Clinical management of insomnia

Cartoon man lying in bed with thought bubble counting sheep in thousands

I didn’t know I could count that high.

You know this title is a joke, don’t you? Am I the type to lecture you on anything? But I am well versed in dealing with insomnia, as much from my clinical work as from my vast personal experience. Ah, the glory of a good night’s sleep.

I’ve been a crappy sleeper ever since I left my mother’s womb. Six full weeks of colic, she asserts. She’s surely exaggerating since the exhaustion of caring not just for sleepless screaming me but also for my two not-much-older siblings clearly impaired her memory.

My sleeping has improved to some degree especially over the past 10 years, especially as I’ve gotten more tired from illness, but I have learned that insomnia and chronic fatigue unfortunately can co-exist. Anemia has its benefits–I’d never slept so well until that bombshell hit–but I had a bad insomnia relapse this week.

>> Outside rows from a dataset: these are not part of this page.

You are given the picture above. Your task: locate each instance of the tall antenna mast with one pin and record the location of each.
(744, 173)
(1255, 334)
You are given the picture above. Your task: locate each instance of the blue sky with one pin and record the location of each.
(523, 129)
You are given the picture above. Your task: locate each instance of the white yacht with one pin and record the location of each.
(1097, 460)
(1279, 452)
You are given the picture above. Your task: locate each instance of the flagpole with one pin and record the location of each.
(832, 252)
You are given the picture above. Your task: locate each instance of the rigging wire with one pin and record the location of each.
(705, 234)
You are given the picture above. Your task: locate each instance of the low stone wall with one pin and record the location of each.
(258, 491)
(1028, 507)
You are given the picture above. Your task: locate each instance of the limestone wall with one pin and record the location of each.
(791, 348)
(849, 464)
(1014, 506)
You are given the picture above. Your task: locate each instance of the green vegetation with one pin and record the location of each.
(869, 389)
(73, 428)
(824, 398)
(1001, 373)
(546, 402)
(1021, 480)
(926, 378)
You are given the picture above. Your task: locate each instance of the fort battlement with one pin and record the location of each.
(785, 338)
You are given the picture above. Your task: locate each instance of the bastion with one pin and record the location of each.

Two bad nights in a row, the second a personal best, stretching from 12:30 to 6:30 a.m. Despite my extensive clinical knowledge of what to do to manage insomnia–don’t stay in bed if you can’t fall to sleep, bozo, get up and go to a different room, keep the lighting low, and listen to music or read something not overly stimulating until you are tired enough to return to bed, and never, ever, ever turn on your computer/TV/cell phone–I didn’t heed most of it. I didn’t touch the electronics, at least. I could say I was too tired to do all those other things but I’d be lying because I was wide awake.

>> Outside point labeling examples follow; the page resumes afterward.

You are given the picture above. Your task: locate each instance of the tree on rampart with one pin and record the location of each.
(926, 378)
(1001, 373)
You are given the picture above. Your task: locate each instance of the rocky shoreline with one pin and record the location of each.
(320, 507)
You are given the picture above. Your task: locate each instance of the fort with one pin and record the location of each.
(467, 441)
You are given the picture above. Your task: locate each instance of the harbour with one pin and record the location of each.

So what did I do instead? I stayed in bed and planned out the rest of my life, in the process disturbing J.’s sleep as well. I’m terming last night’s bout “happy insomnia”. (Apologies to my sister in liver disorders, who recently introduced me to the term “happy tears” when she was reading something in her car that made her cry from happiness. I’ve adopted her notion for my own selfish purposes.) I don’t often have this type of sleeplessness; mine is normally anxiety fuelled.

“Happy insomnia? Why?” you ask. In fact, I had a lovely visit with Dr. Liver Wednesday, in which he graced me with his time and kindly addressed my long but reasonably organized list of questions, as he always does. (Patience of a saint, that man.) He gave me as clean a bill of health as he was able given recent investigations and bloodwork. If he’s cool, I’m cool. I left feeling hopeful and positive, and decided I’d better make the most of my time, starting at 12:30 a.m. the next morning. How else to milk the time I do have but intrude on my sleep hours? Unfortunately, I was more than a little tired yesterday–I’m amazed I didn’t land in Tuktuyuktuk instead of Vancouver–so last night I committed to better using my daylight instead of nighttime hours.

The beauty of exhaustion is that eventually it overwhelms sleeplessness. I was so tired last night that I slept like a baby (absurd analogy given mom’s reports, I realize). But if that insomnia devil rears her head again, I swear, as you are my witnesses, that I’ll get out of bed and do what’s advised until I’m ready to try sleeping again. Either that or draft my next blog entry on the computer.

P.S. Pretty clever how I snuck in the lecture, no?